In 2010, Alejandro Quiroz Flores and Alastair Smith developed the idea further, arguing that democratic countries have greater incentives to prepare for disasters and put response systems in place than autocracies.
In democracies, leaders take a political hit when casualty numbers are high and the response by authorities is perceived as inadequate. If the number of casualties are low and the response and the authorities are seen as responsive, a leader can even benefit politically.
The incentives work differently for autocracies. Leaders depend not on public support but on the loyalty of their closest followers. So funds that could be spent on improving infrastructure or developing disaster response systems are better spent on enriching the leader’s cronies.
Disasters can hurt autocratic governments by concentrating displaced people in small areas and giving opposition leaders a focal point to rally around.
The Fores/Smith paper argues that the anti-government protests that followed the 1985 Mexico City earthquake helped the city develop a stronger civil society, leading eventually to the direct election of the city’s mayor and the erosion of the PRI party’s monopoly on power. Patrick Meier argues in iRevolution that online organizing in the wake of disasters can serve a similar function.
Here’s where the bad news comes in for the Philippines.
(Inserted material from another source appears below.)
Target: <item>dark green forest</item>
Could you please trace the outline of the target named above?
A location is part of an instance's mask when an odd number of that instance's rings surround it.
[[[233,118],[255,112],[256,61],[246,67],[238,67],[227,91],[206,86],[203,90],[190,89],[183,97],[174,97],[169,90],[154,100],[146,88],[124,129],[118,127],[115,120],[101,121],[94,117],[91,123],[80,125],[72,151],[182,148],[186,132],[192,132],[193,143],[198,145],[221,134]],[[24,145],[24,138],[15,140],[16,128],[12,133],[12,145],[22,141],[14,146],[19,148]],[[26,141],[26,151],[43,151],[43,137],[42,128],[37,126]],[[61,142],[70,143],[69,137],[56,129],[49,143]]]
The country’s infrastructure is in rough shape after years of underinvestment.
With one recent president convicted of corruption and another charged with election fraud, it would be understandable for Filipinos to be skeptical of their leaders.
Indeed, there’s already something of a blame game developing between President Benigno Aquino III and the local authorities in devastated Tacloban city.
Hopefully this controversy will put some pressure on authorities to take steps to prevent the next storm from being quite so deadly.